In-Tank Aeration Approach
The part of the San Jose Water system that caused the greatest concern was the western portion. Water for this part of the system is treated by Santa Clara Valley Water’s Rinconada Treatment Plant. It then enters the San Jose system at the 12-million-gal More Avenue reservoir. Five DBP sample locations downstream of the More Avenue reservoir showed significant elevations in trihalomethane (THM) levels. While the water system remained in compliance, managers at San Jose Water wanted to eliminate the risk of a future operational exceedance in the summer of 2014—when THM levels were expected to be highest. With no guarantee that Santa Clara’s application of PAC would be sufficient to eliminate the problem, San Jose Water had to act on its own, and act fast.
“I had recently attended a webinar on the subject of in-tank aeration as a means of reducing THM levels in finished drinking water and it seemed like a promising approach to try,” Feffer said. “In-tank aeration utilizes conventional water aeration technology in a new way. Instead of transferring oxygen into water, aeration is used to strip THMs out of the water after they form. The advantage of this approach is that aeration can be applied in selective parts of a water distribution system—lowering THM levels where the need is greatest.”
PAX Water Technologies began the design phase of the project immediately. The aeration system would consist of seven novel surface aerators, modified to improve their efficiency at removing THMs. The system also would use two mixers to efficiently deliver water into the process zone created by each aerator to maximize removal of THMs. Finally, the system utilized a custom-designed air-handling unit (AHU) to exhaust THMs out of the headspace.
“We did not get the green light to begin construction until April,” said Rich Ducote, project lead with Utility Service Group, a partner of PAX Water Technologies. “We faced a number of challenges, including the placement of the AHU and the fact that residents lived right on the other side of the fence. Our system had to be energy-efficient, easy to maintain and quiet.”
During the installation phase of the project, water quality managers at San Jose realized that an additional resource that could help them manage THMs was right next door. Aqua Metrology, in neighboring Sunnyvale, Calif., had developed an online THM analyzer that could rapidly and reliably measure THM levels at the More Avenue reservoir. The system uses a colorimetric method based on Fujiwara reactions and a fully automated sample collection and analysis system to provide THM data every four hours. The system was added to the project and housed in a custom enclosure next to the tank.

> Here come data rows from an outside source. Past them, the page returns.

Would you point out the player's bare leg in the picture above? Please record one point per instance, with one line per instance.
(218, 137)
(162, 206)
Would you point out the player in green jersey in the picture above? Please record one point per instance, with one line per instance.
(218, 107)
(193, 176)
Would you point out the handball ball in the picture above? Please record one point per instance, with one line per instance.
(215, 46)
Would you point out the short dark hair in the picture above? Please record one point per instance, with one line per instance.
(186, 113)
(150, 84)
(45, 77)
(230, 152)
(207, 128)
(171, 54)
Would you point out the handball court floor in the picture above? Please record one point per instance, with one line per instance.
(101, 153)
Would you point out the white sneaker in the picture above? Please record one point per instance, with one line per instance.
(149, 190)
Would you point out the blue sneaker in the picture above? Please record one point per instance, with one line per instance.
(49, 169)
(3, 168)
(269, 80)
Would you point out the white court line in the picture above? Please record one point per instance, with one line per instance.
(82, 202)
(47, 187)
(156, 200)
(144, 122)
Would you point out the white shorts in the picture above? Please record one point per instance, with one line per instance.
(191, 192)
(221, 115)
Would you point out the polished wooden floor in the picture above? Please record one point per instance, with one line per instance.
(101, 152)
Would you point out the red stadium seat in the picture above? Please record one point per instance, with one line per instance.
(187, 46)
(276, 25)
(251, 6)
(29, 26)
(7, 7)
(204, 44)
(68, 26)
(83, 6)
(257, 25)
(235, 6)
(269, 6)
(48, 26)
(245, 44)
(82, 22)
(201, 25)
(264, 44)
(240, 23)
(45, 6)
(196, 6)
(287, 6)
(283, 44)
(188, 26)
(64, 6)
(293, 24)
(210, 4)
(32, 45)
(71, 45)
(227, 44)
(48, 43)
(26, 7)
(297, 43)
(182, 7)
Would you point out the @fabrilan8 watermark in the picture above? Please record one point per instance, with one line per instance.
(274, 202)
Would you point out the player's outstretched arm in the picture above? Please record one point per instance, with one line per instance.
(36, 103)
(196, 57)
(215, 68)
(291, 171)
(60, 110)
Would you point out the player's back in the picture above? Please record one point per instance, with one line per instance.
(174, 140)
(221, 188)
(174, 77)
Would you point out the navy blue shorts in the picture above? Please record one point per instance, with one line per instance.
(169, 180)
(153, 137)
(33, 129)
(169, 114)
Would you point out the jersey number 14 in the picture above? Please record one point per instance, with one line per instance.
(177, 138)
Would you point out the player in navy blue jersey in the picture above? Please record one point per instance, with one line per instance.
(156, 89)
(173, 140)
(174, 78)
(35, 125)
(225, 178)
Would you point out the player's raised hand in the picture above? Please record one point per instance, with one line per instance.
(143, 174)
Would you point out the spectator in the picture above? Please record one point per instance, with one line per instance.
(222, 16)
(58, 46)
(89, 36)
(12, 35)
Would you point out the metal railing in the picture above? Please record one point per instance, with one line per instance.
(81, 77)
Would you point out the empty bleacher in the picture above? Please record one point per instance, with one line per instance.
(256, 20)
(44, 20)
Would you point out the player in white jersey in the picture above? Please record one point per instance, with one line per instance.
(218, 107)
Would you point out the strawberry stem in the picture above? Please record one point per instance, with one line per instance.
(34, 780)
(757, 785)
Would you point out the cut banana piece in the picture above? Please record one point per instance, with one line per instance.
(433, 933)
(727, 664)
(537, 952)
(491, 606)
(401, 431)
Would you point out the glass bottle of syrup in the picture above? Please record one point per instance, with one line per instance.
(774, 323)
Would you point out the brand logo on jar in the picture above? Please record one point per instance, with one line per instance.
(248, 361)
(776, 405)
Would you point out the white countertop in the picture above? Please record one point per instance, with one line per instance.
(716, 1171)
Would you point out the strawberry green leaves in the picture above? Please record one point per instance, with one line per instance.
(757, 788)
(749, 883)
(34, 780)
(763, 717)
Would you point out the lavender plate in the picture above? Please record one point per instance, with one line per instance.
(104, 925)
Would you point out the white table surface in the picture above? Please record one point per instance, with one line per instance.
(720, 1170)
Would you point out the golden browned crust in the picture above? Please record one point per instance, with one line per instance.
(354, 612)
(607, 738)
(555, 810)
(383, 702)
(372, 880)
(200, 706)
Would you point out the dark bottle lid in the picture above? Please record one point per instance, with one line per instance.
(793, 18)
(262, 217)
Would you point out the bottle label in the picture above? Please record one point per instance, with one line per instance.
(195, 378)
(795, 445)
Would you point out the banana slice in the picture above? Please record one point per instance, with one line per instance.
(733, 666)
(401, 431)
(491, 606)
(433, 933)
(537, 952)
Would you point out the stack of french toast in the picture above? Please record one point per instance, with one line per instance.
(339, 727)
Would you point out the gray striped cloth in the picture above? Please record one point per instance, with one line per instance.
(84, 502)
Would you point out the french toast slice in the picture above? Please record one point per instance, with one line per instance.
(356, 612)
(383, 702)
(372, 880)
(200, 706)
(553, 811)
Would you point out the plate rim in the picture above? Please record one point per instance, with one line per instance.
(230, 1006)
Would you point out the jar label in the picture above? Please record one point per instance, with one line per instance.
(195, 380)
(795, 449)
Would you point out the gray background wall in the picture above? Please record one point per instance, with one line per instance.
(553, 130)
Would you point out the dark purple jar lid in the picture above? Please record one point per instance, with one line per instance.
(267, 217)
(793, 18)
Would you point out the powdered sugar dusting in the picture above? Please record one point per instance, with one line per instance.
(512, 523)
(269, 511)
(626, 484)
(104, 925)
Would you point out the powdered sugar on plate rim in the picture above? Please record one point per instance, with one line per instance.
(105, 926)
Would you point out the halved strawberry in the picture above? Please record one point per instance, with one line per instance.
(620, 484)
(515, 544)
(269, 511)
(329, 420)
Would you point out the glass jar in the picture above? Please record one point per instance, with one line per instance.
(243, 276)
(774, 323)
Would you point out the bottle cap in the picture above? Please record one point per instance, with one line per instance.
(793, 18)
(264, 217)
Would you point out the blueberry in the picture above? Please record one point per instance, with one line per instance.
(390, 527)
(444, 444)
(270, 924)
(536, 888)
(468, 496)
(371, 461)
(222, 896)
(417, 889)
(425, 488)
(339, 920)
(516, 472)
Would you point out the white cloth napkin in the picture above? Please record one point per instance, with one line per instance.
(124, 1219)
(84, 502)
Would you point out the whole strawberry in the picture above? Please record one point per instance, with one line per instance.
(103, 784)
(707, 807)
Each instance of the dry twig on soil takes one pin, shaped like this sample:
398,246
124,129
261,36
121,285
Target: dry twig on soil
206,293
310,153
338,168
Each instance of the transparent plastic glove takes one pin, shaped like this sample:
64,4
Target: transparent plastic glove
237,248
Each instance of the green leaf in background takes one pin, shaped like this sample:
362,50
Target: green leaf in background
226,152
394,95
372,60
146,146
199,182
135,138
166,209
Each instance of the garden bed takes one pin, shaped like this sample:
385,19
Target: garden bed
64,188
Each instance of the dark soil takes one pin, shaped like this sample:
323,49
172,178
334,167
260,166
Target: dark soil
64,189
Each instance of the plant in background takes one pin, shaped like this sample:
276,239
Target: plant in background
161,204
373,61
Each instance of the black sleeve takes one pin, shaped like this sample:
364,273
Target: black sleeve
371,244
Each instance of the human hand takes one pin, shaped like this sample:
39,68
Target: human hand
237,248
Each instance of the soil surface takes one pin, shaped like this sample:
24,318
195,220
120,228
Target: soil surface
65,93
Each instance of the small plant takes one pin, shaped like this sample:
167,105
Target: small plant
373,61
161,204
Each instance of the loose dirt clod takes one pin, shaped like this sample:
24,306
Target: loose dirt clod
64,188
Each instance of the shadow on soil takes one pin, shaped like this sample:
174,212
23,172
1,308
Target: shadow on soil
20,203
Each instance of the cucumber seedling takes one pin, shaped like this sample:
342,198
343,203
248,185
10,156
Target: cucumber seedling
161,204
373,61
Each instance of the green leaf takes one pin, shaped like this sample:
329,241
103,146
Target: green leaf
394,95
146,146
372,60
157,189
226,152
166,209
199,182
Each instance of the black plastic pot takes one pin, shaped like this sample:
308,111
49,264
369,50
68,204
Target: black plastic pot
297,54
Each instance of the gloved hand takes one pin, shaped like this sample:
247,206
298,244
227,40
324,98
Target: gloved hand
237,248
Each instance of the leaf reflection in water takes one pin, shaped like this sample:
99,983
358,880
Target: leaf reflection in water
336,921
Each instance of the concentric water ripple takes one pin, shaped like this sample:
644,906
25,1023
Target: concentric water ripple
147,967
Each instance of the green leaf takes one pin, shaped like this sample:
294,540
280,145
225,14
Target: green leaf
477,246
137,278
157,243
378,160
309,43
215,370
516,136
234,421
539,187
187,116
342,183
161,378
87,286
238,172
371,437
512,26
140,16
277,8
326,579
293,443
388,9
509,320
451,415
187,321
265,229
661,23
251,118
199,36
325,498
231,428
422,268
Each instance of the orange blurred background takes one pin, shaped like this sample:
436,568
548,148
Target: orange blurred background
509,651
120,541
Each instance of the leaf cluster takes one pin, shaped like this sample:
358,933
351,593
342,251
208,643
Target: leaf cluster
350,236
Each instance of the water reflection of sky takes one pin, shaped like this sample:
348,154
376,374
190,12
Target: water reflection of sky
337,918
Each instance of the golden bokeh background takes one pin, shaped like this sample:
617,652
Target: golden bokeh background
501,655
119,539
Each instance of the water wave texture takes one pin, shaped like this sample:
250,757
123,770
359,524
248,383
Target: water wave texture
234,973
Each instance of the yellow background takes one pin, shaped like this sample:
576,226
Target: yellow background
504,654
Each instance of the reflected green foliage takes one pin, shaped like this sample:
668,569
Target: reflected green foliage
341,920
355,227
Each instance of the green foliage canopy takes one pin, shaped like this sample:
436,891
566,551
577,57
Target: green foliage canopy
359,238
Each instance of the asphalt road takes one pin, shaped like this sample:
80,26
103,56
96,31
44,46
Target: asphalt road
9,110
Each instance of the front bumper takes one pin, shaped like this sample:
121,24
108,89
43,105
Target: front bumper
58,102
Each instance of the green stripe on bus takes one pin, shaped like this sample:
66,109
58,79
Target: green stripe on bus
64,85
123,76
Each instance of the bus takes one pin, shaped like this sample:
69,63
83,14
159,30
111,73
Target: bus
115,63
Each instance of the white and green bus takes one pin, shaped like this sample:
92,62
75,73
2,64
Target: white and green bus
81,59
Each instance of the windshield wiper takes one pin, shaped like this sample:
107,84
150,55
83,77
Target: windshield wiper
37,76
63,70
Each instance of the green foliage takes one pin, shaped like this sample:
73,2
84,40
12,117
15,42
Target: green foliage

The aeration system installation was completed in mid-August. During its first phase of operation, THM reduction was significant.
“We are seeing THM levels that are 40% to 70% lower [when the water leaves] More Avenue than [when it comes] in,” Feffer said. Total removal rates may be higher because some THMs also form in the water while it is in the More Avenue reservoir.
While San Jose Water was fully prepared to face a major increase in THM levels in the summer, it had lots of help. Santa Clara Valley Water aggressively pursued the use of PAC to lower TOC, and it also made some changes to system operations to reduce residence time in the treatment process—all in an effort to reduce DBPs and give its retailers more time to address DBPs in their systems.
“We are very happy so far,” Feffer said. “We are seeing excellent results from the system, and noise has not been a problem. It’s impressive how fast this project went.”